Much to my surprise, I turned out to be one of those people who constantly looks for something positive. In the worst possible circumstances, I'm looking hard to find something good. Sometimes I don't find it, but mostly I do. I still get angry. Sometimes I'm enraged, but I'm generally just amused. I don't allow people close enough to make me angry. The minute I meet someone, I'm sizing them up to determine how dangerous it might be to let them see whom I truly am. I'm very good at it. Once I establish the benchmark, we're good to go. I let you see just as much as I think you're capable of handling.

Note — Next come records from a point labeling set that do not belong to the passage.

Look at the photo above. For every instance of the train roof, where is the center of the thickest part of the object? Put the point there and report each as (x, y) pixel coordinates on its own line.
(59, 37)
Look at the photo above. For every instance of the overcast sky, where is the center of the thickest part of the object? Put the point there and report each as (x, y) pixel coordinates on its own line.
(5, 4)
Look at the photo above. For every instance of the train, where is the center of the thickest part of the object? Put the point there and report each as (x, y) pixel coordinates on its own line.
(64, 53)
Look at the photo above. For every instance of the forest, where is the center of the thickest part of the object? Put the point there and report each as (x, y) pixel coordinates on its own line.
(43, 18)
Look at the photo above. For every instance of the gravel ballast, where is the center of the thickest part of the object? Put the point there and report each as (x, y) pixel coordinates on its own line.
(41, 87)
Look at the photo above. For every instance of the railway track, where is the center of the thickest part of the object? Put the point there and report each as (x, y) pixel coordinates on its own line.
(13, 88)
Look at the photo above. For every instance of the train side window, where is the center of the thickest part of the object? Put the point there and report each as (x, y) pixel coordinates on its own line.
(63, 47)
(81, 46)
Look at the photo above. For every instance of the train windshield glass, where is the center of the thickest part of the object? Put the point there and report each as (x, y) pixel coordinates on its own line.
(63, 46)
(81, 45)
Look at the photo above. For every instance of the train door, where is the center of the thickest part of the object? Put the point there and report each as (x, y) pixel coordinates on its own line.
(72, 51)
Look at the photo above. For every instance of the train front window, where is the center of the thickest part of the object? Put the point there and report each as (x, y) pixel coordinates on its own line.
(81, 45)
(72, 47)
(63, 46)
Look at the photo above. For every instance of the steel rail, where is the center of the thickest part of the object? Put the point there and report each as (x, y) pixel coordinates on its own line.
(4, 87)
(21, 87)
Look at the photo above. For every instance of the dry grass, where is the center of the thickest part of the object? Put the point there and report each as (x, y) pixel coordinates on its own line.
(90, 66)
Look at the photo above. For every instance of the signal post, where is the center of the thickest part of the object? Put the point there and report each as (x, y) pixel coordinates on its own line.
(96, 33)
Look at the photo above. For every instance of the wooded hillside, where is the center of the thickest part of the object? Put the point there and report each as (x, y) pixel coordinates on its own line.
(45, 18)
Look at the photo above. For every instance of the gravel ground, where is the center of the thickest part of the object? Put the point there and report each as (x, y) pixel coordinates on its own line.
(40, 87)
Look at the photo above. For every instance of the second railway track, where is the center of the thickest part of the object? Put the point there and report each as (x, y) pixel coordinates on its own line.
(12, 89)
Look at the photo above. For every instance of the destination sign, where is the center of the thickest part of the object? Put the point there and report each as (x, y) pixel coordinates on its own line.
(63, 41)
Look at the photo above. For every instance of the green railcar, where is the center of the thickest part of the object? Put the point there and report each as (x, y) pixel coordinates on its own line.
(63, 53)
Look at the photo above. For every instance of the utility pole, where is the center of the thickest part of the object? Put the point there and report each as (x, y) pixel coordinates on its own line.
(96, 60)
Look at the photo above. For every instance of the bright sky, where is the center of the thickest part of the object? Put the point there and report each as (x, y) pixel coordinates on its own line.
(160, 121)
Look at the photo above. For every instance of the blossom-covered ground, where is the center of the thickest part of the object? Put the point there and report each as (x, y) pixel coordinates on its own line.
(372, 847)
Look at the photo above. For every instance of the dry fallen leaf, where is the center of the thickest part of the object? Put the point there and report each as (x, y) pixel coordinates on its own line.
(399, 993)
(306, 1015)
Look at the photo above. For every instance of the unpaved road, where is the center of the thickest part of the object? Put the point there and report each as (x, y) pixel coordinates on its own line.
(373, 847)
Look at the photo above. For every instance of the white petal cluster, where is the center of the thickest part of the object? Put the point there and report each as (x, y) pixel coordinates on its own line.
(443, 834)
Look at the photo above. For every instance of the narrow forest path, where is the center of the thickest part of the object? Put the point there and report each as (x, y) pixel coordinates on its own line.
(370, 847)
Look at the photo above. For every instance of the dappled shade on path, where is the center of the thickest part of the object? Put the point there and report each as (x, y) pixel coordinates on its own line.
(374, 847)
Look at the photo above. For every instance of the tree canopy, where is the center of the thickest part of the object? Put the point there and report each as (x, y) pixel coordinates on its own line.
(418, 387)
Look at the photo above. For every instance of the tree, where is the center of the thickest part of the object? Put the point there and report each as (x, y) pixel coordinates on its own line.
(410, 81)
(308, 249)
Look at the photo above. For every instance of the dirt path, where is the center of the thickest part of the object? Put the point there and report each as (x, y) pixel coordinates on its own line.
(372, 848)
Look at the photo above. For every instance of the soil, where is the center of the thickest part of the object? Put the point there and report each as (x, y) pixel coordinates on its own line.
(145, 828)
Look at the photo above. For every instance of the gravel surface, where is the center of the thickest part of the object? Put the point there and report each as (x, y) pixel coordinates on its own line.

I'm surrounded by so much negativity in my work place that I've started to think of myself as Little Mary Sunshine. I can't begin to tell you how shocking that is. In my youth, when I came across people who were small-minded, vicious and perpetually angry (like at least one of my current co-workers), I could be a dangerous adversary. One of the advantages that comes with survivng a difficult childhood (don't you love it that I always use that word, "difficult" to desribe it?) is a keen eye for people's soft underbellies. I know immediately where to go to hurt you the most. When I was a young woman, I used that knowledge ruthlessly.

Now I just make a joke and then make an exit. I certainly could cut people down to size, but I choose to allow them to wallow around in their own negativity. Whatever makes you happy. You won't be doing it with me, though. Every day, we all have a choice. We can choose to focus on things that make us angry and unhappy or we can focus on things that make us smile. Personally, I've had more than my share of sorrow. Why anyone would choose to issue a permanent open invitation to misery is a mystery to me.

This 20 year old who lives inside me somewhere would have me believe I'm glossing over the suffering of the world. She's wrong. And let me just say that she does not cotton to being told she's wrong. Nonetheless, here we are. I see the suffering around me. I can embrace that suffering, but it does no one any good to take up residence there. I do what I can to make things better and try to maintain a positive state of mind.

Maybe it would be better to go back to the old days when I enthusiastically entered fully into the sufferings of others, verballly ripped fools to shreds, or dispensed with people altogether. That doesn't seem like a good place to be. Fools will be fools, no matter how many times you point it out to them. The same thing holds true for assholes. And to be honest, I've been a fool many times. I can't begin to number the many times I've behaved like an asshole. So, you know. Who am I to take people down a couple of notches? From time to time, I still choose to dispense with people, though. There's a point at which anyone can become more trouble than they're worth. When that time comes, I move on. And I don't come back.

The twenty year old curls her lip in derision. She thinks "don't worry, be happy" is a stupid way to live. Of course, back then I believed that most things in life were under my control. Or at least they would be when I left my parental home. There's actually very little in my life that I can control. I can choose an attitude towards the things that come my way. I choose to find the good things.